It’s bullcrap. Even complementary sexism is still sexism, like how saying ‘all Asians are good at math’ is still racist. It even happens with video games and technology, every day, and everyone has a piece of the blame. Most of us don’t even realize we’re doing it when we call someone ‘lovely’ or ‘cute’ when looking at their work.
Created by Leigh Alexander and Ben Abraham, the event wants everyone to flip the scenario around and start talking about male writers in the same light. Call them ‘adorable’ or focus on an ass that just won’t stop. Be silly, be lighthearted, be whatever, but make it a point to show just how weird this kind of subtle sexism really is.
Now, you might be thinking ‘But just doing the same thing to men isn’t going to solve anything. It’s just a cheap “how do you like it” attack.’ In that case, I’ll let Leigh explain since she’s so much more eloquent than I:
‘The purpose of #Objectify isn’t to genuinely belittle men or to “swap the genders” — of course it’s silly to think that one day of jokes could actually show men how it feels for women who experience sexism. We don’t want to punish or humiliate people, but to catalyze a dialogue and encourage self-reflection.’

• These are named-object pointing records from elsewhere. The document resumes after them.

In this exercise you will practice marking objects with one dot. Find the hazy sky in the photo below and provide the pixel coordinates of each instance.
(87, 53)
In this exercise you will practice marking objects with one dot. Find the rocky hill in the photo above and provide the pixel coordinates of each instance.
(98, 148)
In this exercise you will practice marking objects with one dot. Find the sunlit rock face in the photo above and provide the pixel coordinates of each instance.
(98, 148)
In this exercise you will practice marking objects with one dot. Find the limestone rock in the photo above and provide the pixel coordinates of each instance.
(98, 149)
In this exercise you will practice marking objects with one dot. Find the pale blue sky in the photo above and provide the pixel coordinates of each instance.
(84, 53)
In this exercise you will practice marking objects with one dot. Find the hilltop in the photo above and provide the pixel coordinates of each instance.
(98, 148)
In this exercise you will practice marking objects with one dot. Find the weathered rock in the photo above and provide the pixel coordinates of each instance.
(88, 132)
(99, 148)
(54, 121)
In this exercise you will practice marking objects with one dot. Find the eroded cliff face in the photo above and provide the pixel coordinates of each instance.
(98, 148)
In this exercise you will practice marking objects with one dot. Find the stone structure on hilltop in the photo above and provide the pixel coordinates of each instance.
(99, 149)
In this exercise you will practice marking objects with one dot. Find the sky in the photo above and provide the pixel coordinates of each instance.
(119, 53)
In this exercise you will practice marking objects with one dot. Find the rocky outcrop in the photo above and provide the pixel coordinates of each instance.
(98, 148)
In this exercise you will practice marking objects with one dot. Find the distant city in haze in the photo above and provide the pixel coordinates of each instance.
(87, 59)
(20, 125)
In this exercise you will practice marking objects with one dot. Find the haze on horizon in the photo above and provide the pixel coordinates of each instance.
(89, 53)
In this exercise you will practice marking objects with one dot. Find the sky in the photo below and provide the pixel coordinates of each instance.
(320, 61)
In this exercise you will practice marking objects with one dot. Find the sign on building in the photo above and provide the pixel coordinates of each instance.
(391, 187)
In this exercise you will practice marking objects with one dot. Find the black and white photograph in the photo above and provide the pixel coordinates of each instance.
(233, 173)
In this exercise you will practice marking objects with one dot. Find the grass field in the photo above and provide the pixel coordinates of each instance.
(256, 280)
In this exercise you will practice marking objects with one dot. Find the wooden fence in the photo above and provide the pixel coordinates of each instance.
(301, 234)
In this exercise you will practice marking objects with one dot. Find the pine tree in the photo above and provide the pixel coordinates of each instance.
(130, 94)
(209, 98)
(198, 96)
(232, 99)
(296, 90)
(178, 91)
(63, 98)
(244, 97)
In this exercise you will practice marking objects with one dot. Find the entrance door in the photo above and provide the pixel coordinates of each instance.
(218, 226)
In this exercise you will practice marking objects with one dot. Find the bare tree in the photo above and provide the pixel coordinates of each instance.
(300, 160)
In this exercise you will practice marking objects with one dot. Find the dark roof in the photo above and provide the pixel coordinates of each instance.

So, Leigh, how should we participate in the event where I can talk about Chris Eades’s fabulous fashion sense (and maybe his writing)?
‘On February 1, any time you tweet an article, video, link or comment from a male commentator — whether that’s a reporter, a commentator or expert, or someone weighing in on Twitter — add an innocuous comment on his appearance, like “Fascinating blog post from the adorable Ben Abraham”; “Read Kirk Hamilton’s reviews — he’s as smart as he is handsome!” Add the #Objectify hashtag and you’re good to go.’
Leigh Alexander’s written up a whole FAQ on her blog which should dispel pretty much any questions you’ve got about the event. And there’s also another document you can check out which lists ways you can participate without trivializing the event.
Of course, some people think that women need to stop making a fuss over everything and just accept a compliment, to which I must counter that maybe gay people should stop making a fuss over people using ‘gay’ as slang for ‘stupid and learn to take a joke. But I’m sure you wouldn’t agree, would you?
They both work on the same principle. Linking a group with something that demeans them and their efforts, even if that’s not the original intent, still makes the psychological connection that the group is less. Other. Not equal.
If we want better representation and a geeky environment that supports us, then we have to support each other. We don’t get a special untouchable social throne. Equality is for everyone. And for women, it’s still an arduous uphill battle. Just look at how many sexism debacles happened between January 2012 and April 2012 alone in this industry.
Of course, this isn’t a perfect event. It won’t single-handedly change the way we talk about each other or make innocuous gestures. The participants will likely already understand how objectification affects people. It will probably offend people (and already has). But quietly asking for change doesn’t quite cut it, either. Let’s make a grand, ambitious, over-the-top show of this event so big that no one can keep a bind eye on the prevalent sexism in our industry anymore. This is just one of many steps.
With that in mind, on February 1st, I want all of you to start verbally objectifying men. For equality. I promise it’ll be entertaining AND educational.